Order of Operations for Client Defense Against Card Checking Activity

  1. Most Important Step: The most important and most effective step you can take is to increase the AVS (Address Verification System) settings in your payment gateway.  AVS checks the numerical components of the credit card billing information entered by the user.

    It is our experience that the default AVS level for most, if not all, gateways are set to only verify that the card number and expiration date are correct. While iModules is required to send all of the billing information on the credit card billing form for a particular payment gateway configuration, that is separate from whether a payment gateway actually verifies if that information matches what is on file for that particular credit card.  With AVS, clients can increase that to verify that the zip code, phone number and/or street address matches that associated with the card. 

    To increase your AVS settings, you will need to contact your payment gateway. Even a small adjustment like verifying the billing zip code is likely to help. People in possession of stolen card numbers have a list of credit card numbers to test, but they do not usually have the correct billing address information. By having the payment gateway verify the zip code, you stop them without making it difficult for legitimate donors.  If zip code does not stop the activity, then increase it to phone number and the card billing street address.

    Note regarding PayPal PayFlow Pro - The PayFlow Pro payment gateway requires the purchase of an additional fraud package in order to have AVS capability.

  2. Set a minimum allowed payment of $5 or $10 for the donation amount on the form in Encompass. This will have no, or very limited, effect on legitimate users.

  3. Set a minimum transaction amount with your payment gateway (not Encompass) so that transactions under that amount are declined.  This will have no or very limited effect on legitimate users.

  4. Set the CAPTCHA to always on by changing the admin setting to 0 (zero). This is set to 5 invalid attempts by default. This will make the form somewhat more cumbersome for users, but also for individuals trying to check cards and will stop bot-driven activity.

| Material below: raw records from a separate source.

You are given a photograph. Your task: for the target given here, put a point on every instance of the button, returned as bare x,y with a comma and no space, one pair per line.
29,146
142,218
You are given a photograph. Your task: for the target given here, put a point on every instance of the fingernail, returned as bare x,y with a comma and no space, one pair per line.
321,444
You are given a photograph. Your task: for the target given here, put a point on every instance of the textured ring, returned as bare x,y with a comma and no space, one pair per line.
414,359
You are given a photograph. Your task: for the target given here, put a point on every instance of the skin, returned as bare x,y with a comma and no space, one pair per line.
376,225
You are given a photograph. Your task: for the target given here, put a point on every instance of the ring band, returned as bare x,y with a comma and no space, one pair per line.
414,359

Caution on CVV2 verification - If you have enabled the Encompass recurring billing system (online giving scheduled or perpetual payments; membership scheduled payments or auto renewal), and use a payment gateway other than IATS Payments, Elavon Converge (formerly Virtual Merchant) or CyberSource with tokenization enabled, then you should not set card verification on the CVV2 code as this will cause recurring transactions to fail.  This is because PCI compliance forbids iModules from storing the CVV2 so it is not available to be sent with the recurring transaction scheduled in iModules.  IATS Payments, Elavon Converge and CyberSource have custom capabilities that enable iModules to send an initial transaction with CVV2 for verifying, but not have to send a CVV2 code for verifying with the subsequent recurring transactions.

Additional Options

There are additional options that are available to help you defend against this card checking activity.  While it has been our experience that the steps above will stop the activity from occurring, these are other options that you can consider if there is pause or pushback on the steps 1-4 described above.

  1. Set the form to prompt users to create a non-member account. Providing this option is sometimes enough of a deterrent and the bad guys will move on to another site. You might even try this for a week or so and then set it back to allow direct access.

  2. Clone the form to create a new version of it with a new URL. This can also cause them to move on to a different site if the link they used before no longer works.

  3. Set the form to "logged in". This is very similar to option #1, but is more restrictive. You may only need to try this for a week or so and then set it back to allow direct access.